Mobile TV Gets Big Push

Broadcasters in 22 markets will beam free programming that's optimized for mobile devices like cell phones, laptops, and in-car media players.
The Consumer Electronics Show has typically been a showcase for huge television sets, but this year some broadcasters focused on the small and mobile screen.

The Open Mobile Video Coalition, an industry consortium made up of major broadcasters, has agreed to a mobile TV standard and said 63 stations in 22 U.S. cities will provide free, over-the-air programming for mobile devices sometime in 2009.

The mobile TV service will be based on the ATSC Mobile DTV standard, and it should become finalized in the middle of this year. The standard is based on a system developed by Harris Broadcast and LG Electronics, and it enables broadcasters to send mobile programming without compromising the station's standard of high-definition digital television programming. The coalition said it will cost about $250,000 to add mobile DTV capabilities to existing transmission stations.

"Broadcasters should be recognized for seizing an opportunity to provide the entertainment and public service benefits of live, local television coverage to mobile consumers," said David Rehr, president of the National Association of Broadcasters. "Consumers want to utilize mobile devices to follow news and sports, as well as local, regional and national emergency announcements and other content that they have come to expect from their local television states. The rollout of mobile DTV will give them the opportunity to experience all those benefits."

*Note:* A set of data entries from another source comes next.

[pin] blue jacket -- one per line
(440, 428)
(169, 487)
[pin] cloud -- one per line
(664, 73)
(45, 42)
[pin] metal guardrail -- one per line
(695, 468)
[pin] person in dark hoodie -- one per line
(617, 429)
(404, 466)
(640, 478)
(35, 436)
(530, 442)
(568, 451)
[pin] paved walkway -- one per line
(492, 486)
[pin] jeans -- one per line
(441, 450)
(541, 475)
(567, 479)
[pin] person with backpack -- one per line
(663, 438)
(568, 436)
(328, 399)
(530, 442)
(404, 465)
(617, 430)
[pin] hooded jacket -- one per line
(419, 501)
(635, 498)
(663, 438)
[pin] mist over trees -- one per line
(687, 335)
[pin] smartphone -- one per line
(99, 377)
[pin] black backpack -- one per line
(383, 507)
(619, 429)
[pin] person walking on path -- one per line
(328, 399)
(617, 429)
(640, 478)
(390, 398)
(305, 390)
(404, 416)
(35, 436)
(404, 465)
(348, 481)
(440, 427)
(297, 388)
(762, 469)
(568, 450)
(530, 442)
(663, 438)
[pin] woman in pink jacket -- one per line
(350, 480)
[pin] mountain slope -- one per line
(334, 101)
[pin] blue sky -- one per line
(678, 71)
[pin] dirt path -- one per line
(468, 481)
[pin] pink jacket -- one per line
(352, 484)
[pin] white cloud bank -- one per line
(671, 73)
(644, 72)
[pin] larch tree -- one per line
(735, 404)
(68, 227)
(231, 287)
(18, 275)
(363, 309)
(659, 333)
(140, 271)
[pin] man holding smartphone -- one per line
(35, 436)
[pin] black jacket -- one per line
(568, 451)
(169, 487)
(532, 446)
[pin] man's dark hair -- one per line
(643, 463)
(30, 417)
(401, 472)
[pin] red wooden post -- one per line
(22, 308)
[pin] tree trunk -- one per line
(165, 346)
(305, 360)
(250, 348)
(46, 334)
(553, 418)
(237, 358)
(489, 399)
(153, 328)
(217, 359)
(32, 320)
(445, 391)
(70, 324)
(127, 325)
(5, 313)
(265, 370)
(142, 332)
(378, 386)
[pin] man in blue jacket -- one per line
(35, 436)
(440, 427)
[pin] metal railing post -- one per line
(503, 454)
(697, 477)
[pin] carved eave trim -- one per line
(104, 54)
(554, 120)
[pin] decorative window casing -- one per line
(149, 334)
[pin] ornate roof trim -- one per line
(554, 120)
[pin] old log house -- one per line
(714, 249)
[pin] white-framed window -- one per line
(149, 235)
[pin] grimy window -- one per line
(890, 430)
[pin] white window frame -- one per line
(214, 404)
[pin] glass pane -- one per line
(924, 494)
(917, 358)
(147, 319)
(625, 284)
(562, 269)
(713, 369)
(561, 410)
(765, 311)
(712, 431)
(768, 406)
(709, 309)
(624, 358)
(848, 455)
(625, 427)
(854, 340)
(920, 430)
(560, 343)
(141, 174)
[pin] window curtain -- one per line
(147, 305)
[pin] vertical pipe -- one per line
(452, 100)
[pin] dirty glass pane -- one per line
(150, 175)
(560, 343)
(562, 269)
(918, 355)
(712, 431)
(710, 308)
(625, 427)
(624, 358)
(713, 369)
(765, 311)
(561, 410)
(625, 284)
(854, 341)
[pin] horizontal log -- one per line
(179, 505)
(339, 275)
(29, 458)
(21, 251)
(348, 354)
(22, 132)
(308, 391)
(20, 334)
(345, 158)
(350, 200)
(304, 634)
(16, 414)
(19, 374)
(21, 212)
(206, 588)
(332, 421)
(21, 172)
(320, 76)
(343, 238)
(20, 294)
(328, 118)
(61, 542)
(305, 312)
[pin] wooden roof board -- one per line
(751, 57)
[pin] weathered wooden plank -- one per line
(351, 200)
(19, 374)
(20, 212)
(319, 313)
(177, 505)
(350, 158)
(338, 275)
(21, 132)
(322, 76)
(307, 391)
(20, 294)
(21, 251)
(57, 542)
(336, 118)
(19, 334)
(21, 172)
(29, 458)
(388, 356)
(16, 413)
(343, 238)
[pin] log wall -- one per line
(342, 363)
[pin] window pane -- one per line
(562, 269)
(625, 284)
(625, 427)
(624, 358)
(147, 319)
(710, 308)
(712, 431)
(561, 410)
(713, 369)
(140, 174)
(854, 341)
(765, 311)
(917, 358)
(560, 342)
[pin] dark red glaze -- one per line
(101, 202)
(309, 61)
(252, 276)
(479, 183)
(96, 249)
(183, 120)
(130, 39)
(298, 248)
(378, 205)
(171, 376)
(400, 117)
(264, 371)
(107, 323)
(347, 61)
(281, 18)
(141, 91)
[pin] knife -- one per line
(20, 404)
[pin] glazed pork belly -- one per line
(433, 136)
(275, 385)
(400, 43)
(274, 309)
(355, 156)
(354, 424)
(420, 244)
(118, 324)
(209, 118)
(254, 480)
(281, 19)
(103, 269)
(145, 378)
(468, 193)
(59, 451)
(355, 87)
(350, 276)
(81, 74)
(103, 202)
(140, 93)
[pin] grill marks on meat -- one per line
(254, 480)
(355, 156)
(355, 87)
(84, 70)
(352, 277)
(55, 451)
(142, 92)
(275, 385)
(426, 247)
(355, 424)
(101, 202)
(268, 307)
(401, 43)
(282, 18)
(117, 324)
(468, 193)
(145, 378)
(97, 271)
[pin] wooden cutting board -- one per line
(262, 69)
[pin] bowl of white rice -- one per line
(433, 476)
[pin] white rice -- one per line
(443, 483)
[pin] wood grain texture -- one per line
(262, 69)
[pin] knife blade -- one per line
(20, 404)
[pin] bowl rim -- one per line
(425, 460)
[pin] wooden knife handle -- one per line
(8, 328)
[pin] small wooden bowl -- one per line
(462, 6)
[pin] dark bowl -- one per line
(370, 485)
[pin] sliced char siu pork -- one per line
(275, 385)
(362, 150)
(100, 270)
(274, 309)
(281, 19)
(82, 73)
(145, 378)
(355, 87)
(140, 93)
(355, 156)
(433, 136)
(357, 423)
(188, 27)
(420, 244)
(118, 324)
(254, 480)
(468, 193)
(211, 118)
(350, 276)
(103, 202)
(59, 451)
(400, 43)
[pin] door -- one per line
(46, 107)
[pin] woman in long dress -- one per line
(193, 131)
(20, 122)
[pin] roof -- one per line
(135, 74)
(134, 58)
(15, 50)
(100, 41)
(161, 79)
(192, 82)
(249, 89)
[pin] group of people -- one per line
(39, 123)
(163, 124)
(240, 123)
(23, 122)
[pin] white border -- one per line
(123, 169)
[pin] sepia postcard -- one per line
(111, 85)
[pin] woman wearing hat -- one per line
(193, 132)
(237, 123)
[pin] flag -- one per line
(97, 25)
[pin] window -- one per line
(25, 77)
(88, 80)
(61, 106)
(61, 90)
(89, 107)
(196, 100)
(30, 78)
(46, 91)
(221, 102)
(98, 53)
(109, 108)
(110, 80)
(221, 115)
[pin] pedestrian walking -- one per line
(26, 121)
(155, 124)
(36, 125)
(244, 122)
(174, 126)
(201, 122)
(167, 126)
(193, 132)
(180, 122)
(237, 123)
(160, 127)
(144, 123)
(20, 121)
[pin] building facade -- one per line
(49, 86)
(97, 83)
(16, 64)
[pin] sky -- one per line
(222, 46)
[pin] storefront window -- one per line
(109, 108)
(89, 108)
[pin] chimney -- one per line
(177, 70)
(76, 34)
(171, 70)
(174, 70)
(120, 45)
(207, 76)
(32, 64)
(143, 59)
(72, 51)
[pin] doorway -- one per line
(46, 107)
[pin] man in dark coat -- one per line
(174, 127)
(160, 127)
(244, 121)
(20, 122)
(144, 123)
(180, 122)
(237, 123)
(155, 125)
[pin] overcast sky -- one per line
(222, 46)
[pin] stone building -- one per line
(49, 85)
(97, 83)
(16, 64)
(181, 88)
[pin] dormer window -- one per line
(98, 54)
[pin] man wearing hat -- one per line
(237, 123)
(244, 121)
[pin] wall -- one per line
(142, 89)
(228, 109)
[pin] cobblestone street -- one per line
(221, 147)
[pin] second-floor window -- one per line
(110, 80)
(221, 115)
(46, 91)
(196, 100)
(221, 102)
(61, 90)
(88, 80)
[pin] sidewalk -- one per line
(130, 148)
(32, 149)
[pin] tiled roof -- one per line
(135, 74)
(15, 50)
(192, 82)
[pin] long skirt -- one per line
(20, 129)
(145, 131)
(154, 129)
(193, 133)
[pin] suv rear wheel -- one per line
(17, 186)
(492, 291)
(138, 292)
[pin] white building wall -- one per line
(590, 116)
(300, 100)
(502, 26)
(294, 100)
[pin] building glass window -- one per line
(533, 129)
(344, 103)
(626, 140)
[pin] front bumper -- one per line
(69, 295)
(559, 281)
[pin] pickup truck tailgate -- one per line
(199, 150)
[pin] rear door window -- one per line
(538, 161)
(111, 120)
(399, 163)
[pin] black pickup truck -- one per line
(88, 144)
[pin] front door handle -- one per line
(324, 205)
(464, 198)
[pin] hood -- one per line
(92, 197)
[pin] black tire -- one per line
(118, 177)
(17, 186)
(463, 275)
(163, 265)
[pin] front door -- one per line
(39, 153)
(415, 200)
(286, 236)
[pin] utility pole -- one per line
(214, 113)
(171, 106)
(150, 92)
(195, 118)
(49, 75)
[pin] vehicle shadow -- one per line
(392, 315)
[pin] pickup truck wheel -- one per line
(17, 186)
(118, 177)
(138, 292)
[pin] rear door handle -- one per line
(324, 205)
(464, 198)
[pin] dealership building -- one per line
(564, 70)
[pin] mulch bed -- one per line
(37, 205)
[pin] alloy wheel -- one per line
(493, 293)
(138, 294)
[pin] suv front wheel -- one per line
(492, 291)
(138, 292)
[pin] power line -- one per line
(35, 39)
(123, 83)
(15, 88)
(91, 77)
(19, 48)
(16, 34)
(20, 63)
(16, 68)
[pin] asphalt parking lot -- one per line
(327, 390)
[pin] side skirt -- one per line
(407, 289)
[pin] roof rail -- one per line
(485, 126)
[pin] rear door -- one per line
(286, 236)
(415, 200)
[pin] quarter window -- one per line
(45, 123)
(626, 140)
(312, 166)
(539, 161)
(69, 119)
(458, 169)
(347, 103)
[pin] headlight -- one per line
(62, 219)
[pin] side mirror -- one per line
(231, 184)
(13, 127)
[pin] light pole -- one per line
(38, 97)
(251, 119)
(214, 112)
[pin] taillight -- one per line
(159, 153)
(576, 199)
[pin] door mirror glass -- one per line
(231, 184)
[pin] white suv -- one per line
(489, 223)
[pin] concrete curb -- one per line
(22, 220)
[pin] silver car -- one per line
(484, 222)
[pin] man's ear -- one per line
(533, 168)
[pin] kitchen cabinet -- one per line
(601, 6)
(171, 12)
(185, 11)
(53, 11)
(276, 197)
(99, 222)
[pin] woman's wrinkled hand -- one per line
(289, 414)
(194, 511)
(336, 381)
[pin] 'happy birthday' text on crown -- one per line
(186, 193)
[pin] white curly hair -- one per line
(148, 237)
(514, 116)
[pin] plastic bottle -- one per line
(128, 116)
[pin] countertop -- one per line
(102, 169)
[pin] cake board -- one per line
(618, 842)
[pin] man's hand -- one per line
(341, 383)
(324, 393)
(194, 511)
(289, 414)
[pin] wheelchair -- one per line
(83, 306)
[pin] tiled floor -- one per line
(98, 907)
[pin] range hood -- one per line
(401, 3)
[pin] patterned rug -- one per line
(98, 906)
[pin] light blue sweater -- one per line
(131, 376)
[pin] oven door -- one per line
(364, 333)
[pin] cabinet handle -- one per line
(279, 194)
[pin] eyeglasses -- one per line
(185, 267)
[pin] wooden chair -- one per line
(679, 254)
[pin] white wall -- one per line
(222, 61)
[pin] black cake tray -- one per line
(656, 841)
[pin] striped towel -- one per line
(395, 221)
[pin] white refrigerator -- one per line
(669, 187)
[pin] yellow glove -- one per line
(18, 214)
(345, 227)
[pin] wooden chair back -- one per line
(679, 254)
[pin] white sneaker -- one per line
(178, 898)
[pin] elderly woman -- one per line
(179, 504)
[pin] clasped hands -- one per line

There are no devices on the market capable of playing this standard, but the coalition said launching the mobile TV service will spur consumer electronics makers to create cell phones, laptops, in-car devices, and portable video game consoles that can take advantage of it. The rollout date is tentative, but the largest markets that will participate are Atlanta, Boston, Chicago, New York, and San Francisco.

What's unclear is how the wireless carriers will react to this service, as AT&T, Sprint, and Verizon Wireless offer their own over-the-air paid mobile video services. These services have not gained much traction with customers, and one report said this is mainly because of the monthly cost.

The carriers' services could co-exist along with the broadcaster's mobile TV, as it's unclear what type of content will be broadcast for free. While local news and programming may be beamed to devices without cost, premium content like live sports may remain exclusive to paid services.